Lorsqu’ils ont finalement parlé au téléphone quelques jours plus tard, Baines a admis avoir commis une erreur.
« J’ai dit : ‘Ecoute, tu as pris une très mauvaise décision' », se souvient Buchart. « Mais je ne suis pas celui qui doit pardonner ce que tu as fait. »‘
Baines a accepté une table ronde entre lui et d’autres membres de la marine avec l’équipe de direction de l’INJ700, qui a depuis rencontré également des hauts dirigeants de l’armée de l’air, et d’autres réunions sont prévues dans les semaines à venir.
Le commandant de la marine s’est également assis avec les victimes et les survivants pour deux séances d' »engagement réparateur » afin de mieux comprendre pourquoi sa décision du 2 juin les a blessés ainsi que d’autres. Une session similaire a eu lieu avec Eyre.
Buchart dit que ces réunions, qui ont été organisées avec l’aide de l’unité des conflits internes de l’armée, se sont avérées cathartiques.
« L’un des individus s’est levé et a dit : « J’ai fait 25 ans de psychothérapie et 25 ans de drogue, et cela n’a pas fait pour moi ce que six heures consacrées à cette séance réparatrice avec l’amiral Baines ont fait », se souvient Buchart. .
Baines dit que ses yeux ont été ouverts sur la douleur qu’il a causée et qu’il s’est engagé à défendre le changement.
Buchart sait que tout le monde n’approuvera pas le travail d’INJ700 avec Baines et le reste de l’armée, qui a une longue histoire de promesses d’enraciner l’inconduite sexuelle dans les rangs, puis d’échouer dans cet engagement.

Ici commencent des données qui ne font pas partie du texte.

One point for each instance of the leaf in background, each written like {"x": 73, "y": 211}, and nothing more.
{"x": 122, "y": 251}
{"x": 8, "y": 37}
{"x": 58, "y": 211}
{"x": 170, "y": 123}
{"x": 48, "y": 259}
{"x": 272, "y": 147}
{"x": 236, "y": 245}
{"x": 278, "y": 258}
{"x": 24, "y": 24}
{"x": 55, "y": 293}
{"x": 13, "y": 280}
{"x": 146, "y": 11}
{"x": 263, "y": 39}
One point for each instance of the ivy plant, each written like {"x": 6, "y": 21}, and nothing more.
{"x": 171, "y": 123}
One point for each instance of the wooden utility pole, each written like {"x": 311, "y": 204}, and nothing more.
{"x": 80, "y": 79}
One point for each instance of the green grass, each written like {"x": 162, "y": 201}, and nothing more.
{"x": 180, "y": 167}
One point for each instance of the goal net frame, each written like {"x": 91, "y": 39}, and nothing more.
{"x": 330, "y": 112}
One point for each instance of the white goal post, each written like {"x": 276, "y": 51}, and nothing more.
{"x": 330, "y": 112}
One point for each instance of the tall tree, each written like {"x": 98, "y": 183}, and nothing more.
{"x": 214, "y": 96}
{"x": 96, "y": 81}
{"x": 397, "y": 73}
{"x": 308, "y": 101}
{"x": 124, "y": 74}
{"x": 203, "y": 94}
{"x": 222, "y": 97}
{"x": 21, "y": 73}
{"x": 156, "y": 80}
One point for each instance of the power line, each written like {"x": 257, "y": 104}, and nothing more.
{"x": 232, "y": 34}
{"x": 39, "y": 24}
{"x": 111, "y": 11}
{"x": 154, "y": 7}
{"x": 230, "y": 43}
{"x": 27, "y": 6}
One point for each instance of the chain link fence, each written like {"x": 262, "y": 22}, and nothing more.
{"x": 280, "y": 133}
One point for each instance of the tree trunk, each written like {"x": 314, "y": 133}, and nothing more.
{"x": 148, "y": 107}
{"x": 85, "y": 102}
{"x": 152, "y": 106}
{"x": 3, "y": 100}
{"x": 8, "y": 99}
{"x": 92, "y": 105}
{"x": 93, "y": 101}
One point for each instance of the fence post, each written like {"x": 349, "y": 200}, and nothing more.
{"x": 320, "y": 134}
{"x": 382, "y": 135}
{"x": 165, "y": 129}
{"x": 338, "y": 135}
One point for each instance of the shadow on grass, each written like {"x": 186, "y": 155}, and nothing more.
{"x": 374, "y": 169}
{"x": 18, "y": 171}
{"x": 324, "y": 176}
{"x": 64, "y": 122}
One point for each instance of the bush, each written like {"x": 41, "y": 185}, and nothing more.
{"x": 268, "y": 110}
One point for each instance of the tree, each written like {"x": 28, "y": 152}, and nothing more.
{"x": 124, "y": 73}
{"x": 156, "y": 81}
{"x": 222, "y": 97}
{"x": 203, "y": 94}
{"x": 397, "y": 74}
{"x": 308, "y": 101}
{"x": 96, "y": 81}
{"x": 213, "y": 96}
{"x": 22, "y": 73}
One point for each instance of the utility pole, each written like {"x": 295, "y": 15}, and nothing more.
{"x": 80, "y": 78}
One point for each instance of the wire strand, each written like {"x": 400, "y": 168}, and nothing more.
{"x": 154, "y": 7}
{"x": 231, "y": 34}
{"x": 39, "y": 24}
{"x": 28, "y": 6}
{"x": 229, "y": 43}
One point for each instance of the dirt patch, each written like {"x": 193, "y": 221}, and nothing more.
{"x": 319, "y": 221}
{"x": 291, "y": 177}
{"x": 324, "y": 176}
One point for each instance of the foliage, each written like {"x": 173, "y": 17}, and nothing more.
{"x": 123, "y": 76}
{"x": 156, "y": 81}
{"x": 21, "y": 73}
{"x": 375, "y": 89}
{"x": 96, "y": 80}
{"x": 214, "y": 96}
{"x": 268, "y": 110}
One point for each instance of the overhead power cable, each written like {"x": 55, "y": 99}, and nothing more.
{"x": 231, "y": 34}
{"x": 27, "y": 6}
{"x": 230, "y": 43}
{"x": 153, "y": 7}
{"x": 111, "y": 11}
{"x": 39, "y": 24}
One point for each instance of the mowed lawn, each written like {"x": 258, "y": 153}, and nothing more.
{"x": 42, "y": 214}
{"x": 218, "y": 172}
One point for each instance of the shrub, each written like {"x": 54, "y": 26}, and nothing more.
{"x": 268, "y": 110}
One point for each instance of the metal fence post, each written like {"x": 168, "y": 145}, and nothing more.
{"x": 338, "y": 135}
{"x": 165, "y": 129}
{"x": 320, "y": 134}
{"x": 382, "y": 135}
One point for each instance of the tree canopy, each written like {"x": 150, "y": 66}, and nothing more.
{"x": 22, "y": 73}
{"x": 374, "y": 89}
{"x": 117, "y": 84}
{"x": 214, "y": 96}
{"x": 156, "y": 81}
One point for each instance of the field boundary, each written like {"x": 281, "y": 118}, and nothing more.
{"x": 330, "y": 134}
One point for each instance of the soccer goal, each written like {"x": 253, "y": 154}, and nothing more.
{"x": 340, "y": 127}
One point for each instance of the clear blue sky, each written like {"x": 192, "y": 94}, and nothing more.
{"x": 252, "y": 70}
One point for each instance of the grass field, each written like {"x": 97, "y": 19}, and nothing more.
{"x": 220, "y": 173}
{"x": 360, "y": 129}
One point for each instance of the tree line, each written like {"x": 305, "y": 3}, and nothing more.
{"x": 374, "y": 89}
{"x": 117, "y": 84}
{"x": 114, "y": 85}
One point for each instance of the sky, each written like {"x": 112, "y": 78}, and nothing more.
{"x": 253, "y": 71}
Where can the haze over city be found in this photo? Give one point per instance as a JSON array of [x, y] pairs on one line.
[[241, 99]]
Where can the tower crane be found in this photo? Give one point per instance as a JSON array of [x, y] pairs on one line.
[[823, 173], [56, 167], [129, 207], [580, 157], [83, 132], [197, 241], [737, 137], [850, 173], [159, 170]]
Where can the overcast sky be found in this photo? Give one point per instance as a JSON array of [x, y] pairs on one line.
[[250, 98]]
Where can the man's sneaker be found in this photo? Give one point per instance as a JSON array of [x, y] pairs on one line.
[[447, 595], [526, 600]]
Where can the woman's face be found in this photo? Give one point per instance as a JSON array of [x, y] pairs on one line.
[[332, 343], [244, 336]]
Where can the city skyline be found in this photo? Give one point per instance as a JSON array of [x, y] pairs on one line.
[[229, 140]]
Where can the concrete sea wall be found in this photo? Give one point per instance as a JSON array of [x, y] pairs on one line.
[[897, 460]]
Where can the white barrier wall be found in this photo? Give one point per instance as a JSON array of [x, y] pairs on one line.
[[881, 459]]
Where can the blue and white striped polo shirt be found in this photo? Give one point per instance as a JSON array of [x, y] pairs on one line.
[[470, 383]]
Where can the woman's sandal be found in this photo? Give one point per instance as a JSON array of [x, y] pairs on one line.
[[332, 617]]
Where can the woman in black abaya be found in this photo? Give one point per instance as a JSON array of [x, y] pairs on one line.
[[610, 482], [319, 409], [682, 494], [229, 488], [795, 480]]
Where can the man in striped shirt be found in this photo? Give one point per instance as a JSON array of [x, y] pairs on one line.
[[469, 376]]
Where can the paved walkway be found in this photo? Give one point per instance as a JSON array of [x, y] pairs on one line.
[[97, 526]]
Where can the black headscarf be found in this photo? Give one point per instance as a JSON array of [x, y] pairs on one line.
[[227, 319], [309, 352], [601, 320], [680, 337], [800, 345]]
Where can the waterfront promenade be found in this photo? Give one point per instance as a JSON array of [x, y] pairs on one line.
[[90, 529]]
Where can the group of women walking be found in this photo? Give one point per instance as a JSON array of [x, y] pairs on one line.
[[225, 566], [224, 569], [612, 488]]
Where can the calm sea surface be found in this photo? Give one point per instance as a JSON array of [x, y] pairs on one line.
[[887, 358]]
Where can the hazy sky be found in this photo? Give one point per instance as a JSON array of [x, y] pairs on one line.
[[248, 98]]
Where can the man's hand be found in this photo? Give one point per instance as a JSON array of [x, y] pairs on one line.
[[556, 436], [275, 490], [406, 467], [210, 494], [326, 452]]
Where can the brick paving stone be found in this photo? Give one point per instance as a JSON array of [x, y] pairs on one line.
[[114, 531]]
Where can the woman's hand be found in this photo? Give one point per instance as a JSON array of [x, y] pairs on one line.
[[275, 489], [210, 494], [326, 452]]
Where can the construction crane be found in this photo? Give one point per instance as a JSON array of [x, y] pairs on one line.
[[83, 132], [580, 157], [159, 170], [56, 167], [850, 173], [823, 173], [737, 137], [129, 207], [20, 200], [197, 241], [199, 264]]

Mais elle dit que non seulement le groupe continue de faire pression pour la responsabilité, mais qu’elle a également vu les avantages pour les victimes et les survivants individuels – et qu’un dialogue prudemment optimiste conduira à un véritable changement.
« Pour faire avancer cette épave de train, toute cette conversation, il fallait juste nager en amont », dit-elle. « Si nous pouvons engager une conversation, engager un dialogue critique et faire en sorte que ces gens commencent à discuter … alors nous pouvons changer ce qui se passe. »
Ce rapport de La Presse canadienne a été publié pour la première fois le 23 janvier 2022.